The Director’s Exhibition records of the Philadelphia Museum of Art contain documentation of exhibition activities at the Museum. These records are not a comprehensive account of exhibitions held by the Museum, but an ongoing file produced by the executive office in the course of administering exhibitions for the Museum, kept in the Director’s office between 1915 and 1981. Additional exhibition records may be located within a specific Director’s records, or in Curatorial records; Museum Directors during this period included Edwin Atlee Barber, Langdon Warner, Fiske Kimball, Henri Gabriel Marceau, Evan Turner, and Jean Sutherland Boggs.
The Exhibition records are arranged chronologically by year in a single series. Each year is organized chronologically by the opening date of the exhibitions, although records in the files may pre- or post-date the exhibition dates. In other collections, such as Directors’ and Curatorial records, exhibitions are often identified by a working title; however, in this collection, every attempt has been made to identify the records with the formal name of the exhibition. The exhibition master list created by the Archives may be consulted to establish the preferred exhibition name and opening date. When possible, the opening events for new galleries are included in the exhibition chronology by the date of the formal opening event. Other projects, including proposed and rejected exhibitions, will be found at the end of a year. During Jean Sutherland Boggs’ tenure, the bulk of the financial records were arranged together at the end of the exhibition chronology; this arrangement has been maintained. These folders are arranged by fiscal year, starting with 1980, and then alphabetically within each fiscal year. One set was originally labeled "fiscal year 1981 accounts", followed by the folder title. This was also maintained along with the original alphabetical arrangement. Non-exhibit events are included in this alphabet and some exhibits were ordered by the last name of the artist rather than the title of the show. A final set of folders maintained by the Boggs office was labeled “rejected exhibitions.” This legacy filing system was also maintained: folders are arranged alphabetically by the institution or individual who proposed the exhibition. Some of these folder titles include the dates proposed for the exhibition. Records for rejected proposals from within the museum are also included here, further arranged by the name of the staff member submitting the proposal.
Some of the exhibition files are as spare as one promotional item, such as an invitation, announcement, or poster. Some exhibits are represented by more comprehensive documentation and folders may contain correspondence, reports, and memoranda from multiple sources within the Museum, as well as printed materials, including invitations, posters, events announcements, press releases, press clippings, and published catalogs. Many files contain object documentation, including registrar’s records, photographs, and lists associated with an exhibition. Some Museum sponsored competitions, which culminated in juried exhibitions of sculpture and photography, are also included in this collection; those files may contain artist applications and materials that document jury proceedings. A notable example of this is the 2nd International Photography Salon (1933 May 6) where letters from Charles Sheeler, Alfred Stieglitz, Edward Weston and Paul Strand may be found.

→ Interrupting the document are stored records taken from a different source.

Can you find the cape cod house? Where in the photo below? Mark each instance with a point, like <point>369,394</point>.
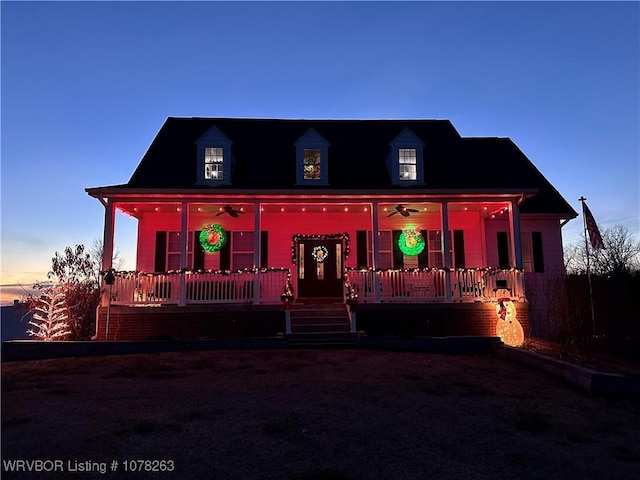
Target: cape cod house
<point>399,226</point>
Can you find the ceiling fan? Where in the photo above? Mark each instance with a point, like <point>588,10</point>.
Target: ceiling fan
<point>403,210</point>
<point>231,211</point>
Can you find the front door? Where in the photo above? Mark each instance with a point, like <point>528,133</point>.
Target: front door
<point>320,270</point>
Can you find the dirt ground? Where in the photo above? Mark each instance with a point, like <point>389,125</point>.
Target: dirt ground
<point>310,414</point>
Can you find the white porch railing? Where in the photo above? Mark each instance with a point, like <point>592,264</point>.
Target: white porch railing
<point>131,288</point>
<point>430,285</point>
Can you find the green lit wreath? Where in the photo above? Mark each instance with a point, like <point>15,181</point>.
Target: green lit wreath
<point>320,253</point>
<point>411,241</point>
<point>213,238</point>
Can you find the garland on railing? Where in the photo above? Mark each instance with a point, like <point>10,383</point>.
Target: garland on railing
<point>434,269</point>
<point>135,273</point>
<point>331,236</point>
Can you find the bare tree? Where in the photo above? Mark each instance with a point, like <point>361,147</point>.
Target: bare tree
<point>621,254</point>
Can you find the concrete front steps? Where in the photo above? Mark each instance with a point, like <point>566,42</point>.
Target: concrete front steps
<point>320,324</point>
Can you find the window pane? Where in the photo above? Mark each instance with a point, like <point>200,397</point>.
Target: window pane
<point>384,240</point>
<point>213,155</point>
<point>242,260</point>
<point>407,172</point>
<point>174,242</point>
<point>320,270</point>
<point>311,163</point>
<point>435,242</point>
<point>435,260</point>
<point>407,155</point>
<point>173,261</point>
<point>301,261</point>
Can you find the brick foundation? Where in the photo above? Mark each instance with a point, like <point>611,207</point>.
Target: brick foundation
<point>435,320</point>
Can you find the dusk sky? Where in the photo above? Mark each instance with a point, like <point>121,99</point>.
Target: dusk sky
<point>87,85</point>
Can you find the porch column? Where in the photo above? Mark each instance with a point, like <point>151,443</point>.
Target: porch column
<point>446,245</point>
<point>376,250</point>
<point>184,244</point>
<point>257,261</point>
<point>516,236</point>
<point>107,247</point>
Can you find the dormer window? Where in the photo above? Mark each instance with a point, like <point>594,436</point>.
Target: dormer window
<point>405,161</point>
<point>213,163</point>
<point>214,158</point>
<point>312,164</point>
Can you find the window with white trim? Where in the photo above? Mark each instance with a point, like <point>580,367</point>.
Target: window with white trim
<point>241,250</point>
<point>312,162</point>
<point>173,250</point>
<point>407,164</point>
<point>214,158</point>
<point>532,256</point>
<point>213,163</point>
<point>405,160</point>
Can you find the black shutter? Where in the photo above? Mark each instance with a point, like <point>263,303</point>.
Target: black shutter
<point>361,249</point>
<point>398,256</point>
<point>536,247</point>
<point>458,248</point>
<point>198,252</point>
<point>264,249</point>
<point>423,256</point>
<point>503,250</point>
<point>225,254</point>
<point>160,264</point>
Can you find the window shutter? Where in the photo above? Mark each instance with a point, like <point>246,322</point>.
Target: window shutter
<point>160,264</point>
<point>423,256</point>
<point>225,254</point>
<point>536,247</point>
<point>458,248</point>
<point>398,256</point>
<point>198,252</point>
<point>361,248</point>
<point>503,250</point>
<point>264,249</point>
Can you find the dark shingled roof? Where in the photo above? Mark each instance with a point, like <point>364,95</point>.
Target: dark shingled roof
<point>265,154</point>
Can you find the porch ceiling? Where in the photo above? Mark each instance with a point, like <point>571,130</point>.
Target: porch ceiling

Records may include information about the inception, preparation, and mounting of an exhibition, as well as special projects and events that were scheduled to take place during the exhibition. Financial reports and documentation of loans of artwork, insurance, shipping and damages are often included in the documentation of larger exhibitions. Traveling exhibitions originating at the Museum are documented, as well as exhibitions arranged co-operatively as loan exhibitions; documentation from other venues is sometimes present. The legacy term “circulating exhibitions” was maintained wherever it was specifically associated with the original folder title. An interesting example of an exchange exhibition is Masterpieces of Modern Art from the Philadelphia Museum of Art —in working files often referred to only as “the Exchange Exhibit”-- which was sent to the National Gallery of Modern Art in New Delhi, India, shortly before the Manifestations of Shiva exhibition opened at the Philadelphia Museum of Art.
These records would be of interest to researchers studying the history and trends of museum exhibitions in general, or those interested in the evolution of specific exhibitions and types of programing initiated by the Philadelphia Museum of Art. Some files may provide information about the provenance of specific objects or art works, and promotional materials offer insight into graphic design and printing trends during this period.